Archeology in the Liemers
These pages give an overview of the archeological finds in the Liemers,
in addition to information available in the archives via the links below:
The Liemers is situated between the rivers IJssel, Oude (Old) IJssel and the Lower Rhine with the cities of Arnhem in the west and Doetinchem in the east. The national border between the Netherlands and Germany is taken as the modern boundry. For further information, see A. Tibus Der Gau Leomerike und der Archidiakonat von Emmerich, 1877.
The area was probably a part of Hamaland, whose residents, the Chamaven, were mentioned by Tacitus , a Roman writer. At its largest, in the early Middle Ages, Hamaland extended from the Lower Rhine to the Zuiderzee (now called IJsselmeer). Leomerike, referred to in 838 AD is probably identical to the modern Liemers, in 970 AD it is called Liemerscha, while it was not until the 13th century AD that the area was referred to as the Liemers. While there are several entries to it in Mediaeval documents, there is confusion as to which of these villages or cities in these entries are related to places in the area of the Liemers today. Moreover, the area border of the Liemers also changed overtime, this was dependant upon which of the two Dutchies Kleve or Gelre it was affiliated to.
Above: a small collection of sherds from hand-made pottery (middle to late Roman age, Wehl-Grotestraat)
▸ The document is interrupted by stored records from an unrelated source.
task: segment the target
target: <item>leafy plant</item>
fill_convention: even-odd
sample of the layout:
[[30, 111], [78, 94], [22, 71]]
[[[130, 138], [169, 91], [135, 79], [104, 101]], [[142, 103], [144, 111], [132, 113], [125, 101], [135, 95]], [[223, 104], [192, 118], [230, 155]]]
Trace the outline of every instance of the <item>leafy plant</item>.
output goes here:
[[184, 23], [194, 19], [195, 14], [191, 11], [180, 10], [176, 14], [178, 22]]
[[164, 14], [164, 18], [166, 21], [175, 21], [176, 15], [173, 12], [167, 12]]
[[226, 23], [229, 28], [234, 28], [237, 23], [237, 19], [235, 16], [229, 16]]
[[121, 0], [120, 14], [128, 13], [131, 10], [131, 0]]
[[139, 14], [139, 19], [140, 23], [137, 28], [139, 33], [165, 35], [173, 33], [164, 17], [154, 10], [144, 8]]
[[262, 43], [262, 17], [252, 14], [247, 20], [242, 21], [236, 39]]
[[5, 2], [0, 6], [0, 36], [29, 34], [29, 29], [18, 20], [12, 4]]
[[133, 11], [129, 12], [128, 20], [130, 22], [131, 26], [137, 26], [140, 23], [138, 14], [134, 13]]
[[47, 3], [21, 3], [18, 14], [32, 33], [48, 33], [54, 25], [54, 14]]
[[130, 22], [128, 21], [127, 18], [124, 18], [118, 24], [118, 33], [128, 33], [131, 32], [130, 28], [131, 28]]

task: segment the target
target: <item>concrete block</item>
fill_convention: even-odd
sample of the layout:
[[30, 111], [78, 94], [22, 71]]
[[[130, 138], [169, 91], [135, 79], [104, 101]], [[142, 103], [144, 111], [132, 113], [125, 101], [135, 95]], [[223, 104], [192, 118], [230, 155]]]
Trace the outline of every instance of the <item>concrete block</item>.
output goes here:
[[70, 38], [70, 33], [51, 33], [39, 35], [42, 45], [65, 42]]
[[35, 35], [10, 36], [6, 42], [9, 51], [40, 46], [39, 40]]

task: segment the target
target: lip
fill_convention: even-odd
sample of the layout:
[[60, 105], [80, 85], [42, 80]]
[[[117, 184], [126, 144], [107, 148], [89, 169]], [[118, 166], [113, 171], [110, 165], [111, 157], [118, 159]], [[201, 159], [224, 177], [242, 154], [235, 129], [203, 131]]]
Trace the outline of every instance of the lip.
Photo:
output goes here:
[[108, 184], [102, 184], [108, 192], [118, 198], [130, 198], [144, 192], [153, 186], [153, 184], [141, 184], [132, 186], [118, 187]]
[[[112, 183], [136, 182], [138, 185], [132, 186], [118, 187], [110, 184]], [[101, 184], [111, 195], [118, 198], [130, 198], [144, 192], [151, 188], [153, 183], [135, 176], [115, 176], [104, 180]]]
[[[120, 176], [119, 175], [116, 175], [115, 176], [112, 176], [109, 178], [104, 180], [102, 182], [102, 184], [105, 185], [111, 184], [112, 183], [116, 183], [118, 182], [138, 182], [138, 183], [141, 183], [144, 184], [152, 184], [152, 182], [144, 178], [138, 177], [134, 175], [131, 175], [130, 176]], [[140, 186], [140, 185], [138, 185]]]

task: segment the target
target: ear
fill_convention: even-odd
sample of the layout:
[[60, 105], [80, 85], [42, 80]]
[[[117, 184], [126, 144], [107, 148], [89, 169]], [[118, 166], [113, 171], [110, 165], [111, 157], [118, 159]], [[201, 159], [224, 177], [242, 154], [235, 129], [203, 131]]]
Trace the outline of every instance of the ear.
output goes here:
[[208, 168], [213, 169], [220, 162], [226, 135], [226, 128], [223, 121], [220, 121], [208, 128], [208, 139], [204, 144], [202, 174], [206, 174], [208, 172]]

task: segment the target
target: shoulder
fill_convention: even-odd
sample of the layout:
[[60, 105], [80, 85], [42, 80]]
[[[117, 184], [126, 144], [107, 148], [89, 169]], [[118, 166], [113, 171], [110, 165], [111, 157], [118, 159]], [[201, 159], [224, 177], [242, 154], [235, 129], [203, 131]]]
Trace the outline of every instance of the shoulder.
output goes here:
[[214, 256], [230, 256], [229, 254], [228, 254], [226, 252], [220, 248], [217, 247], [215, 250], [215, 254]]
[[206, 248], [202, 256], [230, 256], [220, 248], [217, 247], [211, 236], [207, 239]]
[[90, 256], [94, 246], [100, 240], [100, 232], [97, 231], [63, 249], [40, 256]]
The terrain toke its shape before the last Ice Age. The hill of Montferland being formed by prior glacial action, is surrounded by land which is difficult to cultivate. The sand coverage connects Didam and Wehl to Montferland. This sand, blown away from the Montferland area, is also seen as a deposit lying over previous clay sediments from the rivers Lower Rhine, IJssel and Oude IJssel. In this way the Montferland complex and surrounding deposits appear as an isolated feature within the river deposit clay area.
The number of archeological finds from different time periods gives an indication of the long lasting human habitation in the liemers.